Jornalismo esportivo é debatido em workshop

 

   

Edgar Vaz, correspondente da rádio Guaíba em Caxias do Sul, ministrou hoje, dia 5, o workshop “Cobertura do jornalismo esportivo”.

 

No primeiro momento do worshop, o palestrante falou de sua trajetória profissional, que teve início em Santa Maria. Comentou, também, sobre a evolução das técnicas do jornalismo nas rádios caxienses e sobre como ele fez parte desse desenvolvimento, introduzindo as chamadas em seus programas esportivos.  Sobre as rádios de Santa Maria, o radialista concluiu que são uma escola e exportam talentos.  

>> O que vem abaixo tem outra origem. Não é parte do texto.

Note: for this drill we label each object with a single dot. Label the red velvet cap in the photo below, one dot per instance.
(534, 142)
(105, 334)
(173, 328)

O palestrante falou ainda sobre suas coberturas esportivas fora do Brasil. Na Bolívia, cobriu a copa América em 1997 e, na França, a Copa do Mundo de 1998. Ele avalia que esse tipo de oportunidade é muito importante, pois ao mesmo tempo em que o jornalista trabalha, tem chances de conhecer novas culturas e aprende como lidar com a concorrência. O palestrante comentou que no Brasil o jornalista é muito mal valorizado, ao passo que no exterior existe muito respeito com os elementos da imprensa.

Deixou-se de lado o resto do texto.